Nötig wird die Neuwahl, weil der bisherige Regionalpräsident Quim Torra Ende September von der spanischen Justiz wegen Ungehorsams seines Amts enthoben wurde. Er hatte sich geweigert, Separatistensymbole aus öffentlichen Einrichtungen zu entfernen. Seitdem regiert Pere Aragonès von der ERC, die Madrid erst kürzlich im Gegenzug zur Zustimmung zum spanischen Staatshaushalt allerhand finanzielle Zugeständnisse in Milliardenhöhe abgerungen hat. Die ERC tritt gemäßigter auf als die Puigdemont-Partei, Verhandlungen dieser Art sind ihre Methode. Für Puigdemont selbst sind die Chancen auf eine Rückkehr gesunken, seit sein Freund Torra nicht mehr regiert, wackelt seine Position in der Partei.
Separatisten ringen um Aufmerksamkeit
Die Separatisten hoffen nun, dass durch den Wahlkampf ihr Lieblingsthema, die Abspaltung von Spanien, wieder mehr in den Vordergrund tritt, sie leiden darunter, dass ihnen die Pandemie die Schlagzeilen raubt. Eine für sie gute Nachricht kam am Donnerstag: Neun zu langen Haftstrafen verurteilte Separatistenführer dürfen Wahlkampf machen, in ihrem Lager gelten sie als Märtyrer und Helden. Den Politikern und Aktivisten werde von Freitag an offener Vollzug gewährt, teilte das regionale Justizministerium am Donnerstag in Barcelona mit. Ob die Wahl wirklich stattfinden kann, ist angesichts der Pandemie fraglich, von einer Verschiebung auf Mai ist die Rede.
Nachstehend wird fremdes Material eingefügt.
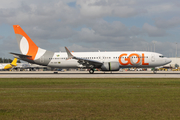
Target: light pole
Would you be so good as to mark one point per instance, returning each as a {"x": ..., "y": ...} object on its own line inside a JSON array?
[
  {"x": 176, "y": 50},
  {"x": 154, "y": 45}
]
Spanien könnte derzeit politische Stabilität gut gebrauchen. Das Land steht durch die Pandemie-Gegenmaßnahmen wirtschaftlich am Abgrund, es gibt wieder Schlangen vor Suppenküchen wie im Frühjahr 2020. Laut El País hat die Pandemie im Jahr 2020 mehr als 620 000 Jobs vernichtet. Eine Erholung ist ohne Tourismus ausgeschlossen.